How neard works

This chapter describes how neard works with a focus on implementation details and practical scenarios. To get a better understanding of how the protocol works, please refer to nomicon. For a high-level code map of nearcore, please refer to this document.

High level overview

On the high level, neard is a daemon that periodically receives messages from the network and sends messages to peers based on different triggers. Neard is implemented using an actor framework provided by near-async.

There are several important actors in neard:

  • PeerActor - Each peer is represented by one peer actor and runs in a separate thread. It is responsible for sending messages to and receiving messages from a given peer. After PeerActor receives a message, it will route it to ClientActor, ViewClientActor, or PeerManagerActor depending on the type of the message.

  • PeerManagerActor - Peer Manager is responsible for receiving messages to send to the network from either ClientActor or ViewClientActor and routing them to the right PeerActor to send the bytes over the wire. It is also responsible for handling some types of network messages received and routed through PeerActor. For the purpose of this document, we only need to know that PeerManagerActor handles RoutedMessages. Peer manager would decide whether the RoutedMessages should be routed to ClientActor or ViewClientActor.

  • ClientActor - Client actor is the “core” of neard. It contains all the main logic including consensus, block and chunk processing, state transition, garbage collection, etc. Client actor is single-threaded.

  • ViewClientActor - View client actor can be thought of as a read-only interface to client. It only accesses data stored in a node’s storage and does not mutate any state. It is used for two purposes:

    • Answering RPC requests by fetching the relevant piece of data from storage.
    • Handling some network requests that do not require any changes to the storage, such as header sync, state sync, and block sync requests.

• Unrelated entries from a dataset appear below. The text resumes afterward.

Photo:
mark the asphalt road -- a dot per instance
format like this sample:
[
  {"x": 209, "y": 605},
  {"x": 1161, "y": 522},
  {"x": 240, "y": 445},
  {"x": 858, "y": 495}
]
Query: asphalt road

    ViewClientActor runs in four threads by default but this number is configurable.

Data flow within neard

Flow for incoming messages:

Flow for outgoing messages:

How neard operates when it is fully synced

When a node is fully synced, the main logic of the node operates in the following way (the node is assumed to track all shards, as most nodes on mainnet do today):

  1. A block is produced by some block producer and sent to the node through broadcasting.
  2. The node receives a block and tries to process it. If the node is synced it presumably has the previous block and the state before the current block to apply. It then checks whether it has all the chunks available. If the node is not a validator node, it won’t have any chunk parts and therefore won’t have the chunks available. If the node is a validator node, it may already have chunk parts through chunk parts forwarding from other nodes and therefore may have already reconstructed some chunks. Regardless, if the node doesn’t have all chunks for all shards, it will request them from peers by parts.
  3. The chunk requests are sent and the node waits for enough chunk parts to be received to reconstruct the chunks. For each chunk, 1/3 of all the parts (100) is sufficient to reconstruct a chunk. If new blocks arrive while waiting for chunk parts, they will be put into an OrphanPool, waiting to be processed. If a chunk part request is not responded to within chunk_request_retry_period, which is set to 400ms by default, then a request for the same chunk part would be sent again.
  4. After all chunks are reconstructed, the node processes the current block by applying transactions and receipts from the chunks. Afterwards, it will update the head according to the fork choice rule, which only looks at block height. In other words, if the newly processed block is of higher height than the current head of the node, the head is updated.
  5. The node checks whether any blocks in the OrphanPool are ready to be processed in a BFS order and processes all of them until none can be processed anymore. Note that a block is put into the OrphanPool if and only if its previous block is not accepted.
  6. Upon acceptance of a block, the node would check whether it needs to run garbage collection. If it needs to, it would garbage collect two blocks worth of data at a time. The logic of garbage collection is complicated and could be found here.
  7. If the node is a validator node, it would start a timer after the current block is accepted. After min_block_production_delay which is currently configured to be 1.3s on mainnet, it would send an approval to the block producer of the next block (current block height + 1).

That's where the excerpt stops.